Monday, July 9, 2018

Creativity Abounds


Walk into a waiting room. What do you see? Heads bowed over cell phones. Eyes glued to images on tiny screens. Fingers roving and flicking. Most do this. Almost all young people do, from 5 to 35.

And silence. The room is quiet with bodies hunched over phones.

Waiting rooms used to contain 10 to 20 people waiting their names to be called. Next! The room had small children gabbing, rustling around with crayons or pencils on paper hurriedly given by moms to keep them quiet, engaged. The adults scrambled for reading material, anything that would save them from staring vacantly into space, or idly scanning the faces of others in the room. Don’t get caught looking! It was considered rude. A quick smile could cover only a small bit of the embarrassment.

Aging in place I scan my phone, too. I look first at phone calls I missed, then messages left for my return. Then to email. Flip through these, deleting the ads and junk items. Saving the messages that I know will require detailed responses. The other contents I open and read, adjust the calendar as requested, or send brief responses.

Still more time to kill? On to Facebook and see who responded or commented on my posts. Then a  scroll of new material left on FB.

Soon 20 minutes has been consumed and my name is called; I go in to see the doctor, therapist or phlebotomist.

Classrooms are the same. The early bird students have arrived and consumed with their phones. Soon the room is filled with phone divers and the professor arrives and we begin. Eerily silent the room has been. Phones had the attention of their owners.

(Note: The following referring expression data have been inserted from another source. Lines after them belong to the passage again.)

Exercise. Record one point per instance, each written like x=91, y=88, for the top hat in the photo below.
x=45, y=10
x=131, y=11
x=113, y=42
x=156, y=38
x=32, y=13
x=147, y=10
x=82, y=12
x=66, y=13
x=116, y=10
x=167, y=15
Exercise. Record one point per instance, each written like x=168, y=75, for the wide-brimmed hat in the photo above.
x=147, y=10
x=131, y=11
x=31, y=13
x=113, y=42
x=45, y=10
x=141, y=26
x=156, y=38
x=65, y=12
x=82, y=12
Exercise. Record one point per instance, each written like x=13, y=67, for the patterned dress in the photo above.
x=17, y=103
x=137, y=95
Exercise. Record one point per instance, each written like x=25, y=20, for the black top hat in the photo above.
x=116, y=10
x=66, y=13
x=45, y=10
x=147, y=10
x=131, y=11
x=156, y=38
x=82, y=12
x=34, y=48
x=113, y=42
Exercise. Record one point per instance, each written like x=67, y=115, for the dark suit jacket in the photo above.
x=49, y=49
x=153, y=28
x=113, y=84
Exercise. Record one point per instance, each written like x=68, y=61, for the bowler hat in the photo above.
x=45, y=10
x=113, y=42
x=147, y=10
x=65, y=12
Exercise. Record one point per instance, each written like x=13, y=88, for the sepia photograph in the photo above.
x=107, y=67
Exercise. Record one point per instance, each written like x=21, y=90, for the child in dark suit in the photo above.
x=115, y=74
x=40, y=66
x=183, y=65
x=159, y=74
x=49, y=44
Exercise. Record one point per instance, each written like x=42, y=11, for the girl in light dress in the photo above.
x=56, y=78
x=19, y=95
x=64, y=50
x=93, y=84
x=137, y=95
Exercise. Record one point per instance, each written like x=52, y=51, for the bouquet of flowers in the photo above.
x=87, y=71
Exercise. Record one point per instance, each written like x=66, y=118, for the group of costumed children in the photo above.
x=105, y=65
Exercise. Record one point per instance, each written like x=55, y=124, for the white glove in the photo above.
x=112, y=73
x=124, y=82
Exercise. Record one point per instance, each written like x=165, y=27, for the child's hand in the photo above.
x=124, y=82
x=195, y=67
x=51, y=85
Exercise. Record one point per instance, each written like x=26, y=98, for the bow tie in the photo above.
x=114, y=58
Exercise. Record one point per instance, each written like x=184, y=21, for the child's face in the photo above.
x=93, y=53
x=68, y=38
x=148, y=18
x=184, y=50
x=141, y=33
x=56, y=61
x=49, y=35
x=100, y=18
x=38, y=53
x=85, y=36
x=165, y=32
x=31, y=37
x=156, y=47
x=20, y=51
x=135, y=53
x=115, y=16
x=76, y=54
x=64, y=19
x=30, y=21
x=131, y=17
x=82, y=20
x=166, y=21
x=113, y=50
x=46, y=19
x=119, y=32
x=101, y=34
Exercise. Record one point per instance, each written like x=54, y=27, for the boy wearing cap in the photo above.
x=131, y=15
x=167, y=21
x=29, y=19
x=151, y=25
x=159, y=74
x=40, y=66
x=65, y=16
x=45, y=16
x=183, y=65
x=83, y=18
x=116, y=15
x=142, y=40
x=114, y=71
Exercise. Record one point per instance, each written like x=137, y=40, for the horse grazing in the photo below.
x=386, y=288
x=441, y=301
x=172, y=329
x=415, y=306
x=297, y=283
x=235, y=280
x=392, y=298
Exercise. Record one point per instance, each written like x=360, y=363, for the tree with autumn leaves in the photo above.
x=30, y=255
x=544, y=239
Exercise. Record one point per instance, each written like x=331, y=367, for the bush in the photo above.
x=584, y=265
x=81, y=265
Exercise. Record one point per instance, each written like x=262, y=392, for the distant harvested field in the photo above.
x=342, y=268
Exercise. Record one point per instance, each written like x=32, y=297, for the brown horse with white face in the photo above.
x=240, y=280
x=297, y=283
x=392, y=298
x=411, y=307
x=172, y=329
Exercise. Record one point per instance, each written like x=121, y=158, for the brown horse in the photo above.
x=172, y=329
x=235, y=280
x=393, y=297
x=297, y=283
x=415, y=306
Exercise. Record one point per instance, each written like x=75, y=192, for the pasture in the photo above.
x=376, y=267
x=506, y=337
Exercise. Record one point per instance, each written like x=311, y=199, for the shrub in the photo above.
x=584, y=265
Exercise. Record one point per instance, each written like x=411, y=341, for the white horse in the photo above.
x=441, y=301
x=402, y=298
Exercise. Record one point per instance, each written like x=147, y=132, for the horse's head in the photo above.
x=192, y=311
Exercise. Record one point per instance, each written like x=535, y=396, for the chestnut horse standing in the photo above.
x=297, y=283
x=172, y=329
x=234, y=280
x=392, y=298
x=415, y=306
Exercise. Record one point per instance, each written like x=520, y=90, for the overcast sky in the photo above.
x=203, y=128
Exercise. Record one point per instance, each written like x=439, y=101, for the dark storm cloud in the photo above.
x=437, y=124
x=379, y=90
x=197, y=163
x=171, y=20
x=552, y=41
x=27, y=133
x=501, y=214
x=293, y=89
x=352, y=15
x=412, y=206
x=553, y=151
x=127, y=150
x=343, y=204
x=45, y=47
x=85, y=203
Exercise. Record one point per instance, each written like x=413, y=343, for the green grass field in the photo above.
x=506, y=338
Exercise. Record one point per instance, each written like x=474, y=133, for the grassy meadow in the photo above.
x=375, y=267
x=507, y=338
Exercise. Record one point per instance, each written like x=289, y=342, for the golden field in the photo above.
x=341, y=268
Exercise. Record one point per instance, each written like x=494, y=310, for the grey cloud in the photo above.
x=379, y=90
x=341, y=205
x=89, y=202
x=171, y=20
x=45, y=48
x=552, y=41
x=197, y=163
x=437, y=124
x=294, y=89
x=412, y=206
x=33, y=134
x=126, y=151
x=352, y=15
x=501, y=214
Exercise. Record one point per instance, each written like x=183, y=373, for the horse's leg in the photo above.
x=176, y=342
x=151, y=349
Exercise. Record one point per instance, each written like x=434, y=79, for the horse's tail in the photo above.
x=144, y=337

Idle conversation with these same people is rare these days. But if, for some odd reason, a chat begins, watch where it goes. Dig a little for more information on what they are thinking. Engage them in their view of whatever. You might be surprised to learn they are engaged with life, career, school or other interests that produce a full view of their busy lives.

Do you counsel teenagers? Do you teach them? Do you spend any time with this age group? If you do, what’s on their minds? Do you delve into their interests and wonderings? What are they thinking? What are their yearnings for the future? Are they thinking of such things? or is their attention more immediate?

I think you will find – if you give them but a chance – they have much on their minds. Fertile ideas leap from them and give me pause to think on them. These kids are alive with points of view, some of which are startling to us older people. Did we think about such things when we were their age? Minds flash back 30, 40 or 50 years to ponder that question. Some of us were serious minded. Some of us played with ideas and history and conclusions of the day. Each a jumping-off point for more thinking or study, to determine what ‘ought to be’.

So, here we are in the today of 2018. Many of us worry about the future of our nation, our culture and our families. Will succeeding generations be up to the job of survival and success? Will they rise to challenges – both good and bad? Will they need to fight wars over and over to prove power or ideology? Will they invent new technology, products and services clamoring markets need? Will they reinvent our culture and spread it throughout the land? Will their quiet now burst forth with expanding, explosive new jobs, and economies?

Reinvention. Of self and culture. Not a face lift but a full-on remake and creation of perspectives, world views, et.al. Are their glimpses today of such pending developments?

Yes. It is in the minds of current phone-divers, the budding entrepreneurs yearning to build their own business, working in a basement or garage or attic. They are thinking and piecing together new understandings of the evolving contexts of life. They are the inventor geniuses at work today. Very much under the radar. But present just the same.

I have a positive outlook for the future. I have grand kids who think and express themselves. They play music, invent music, perform arted expressions. I work with teenagers overwhelmed by cultures they do not yet understand but are searching for an anchor; we steer them away from drugs and alcohol.

And I work with entrepreneurs dreaming of their own activities that will support livelihoods of value – both financial and intrinsic.

Those of you who expose yourself to these buds of culture see what I see. Our culture is alive and well, reproducing itself in new ways and directions. What will be is yet unknown but the misty architecture of greatness takes shape. I sense it and see it imperfectly. I know it is there.

So I am positive about the future. Among us are souls working to break free. Creative minds inventing new futures for all of us to benefit from.

Come look from my perch at the world. It is exciting. It is expansive. It is hope.

The horrors and worries of this day will pass and be replaced by the new realities of hope. I wish you to witness this. I hope you are part of this.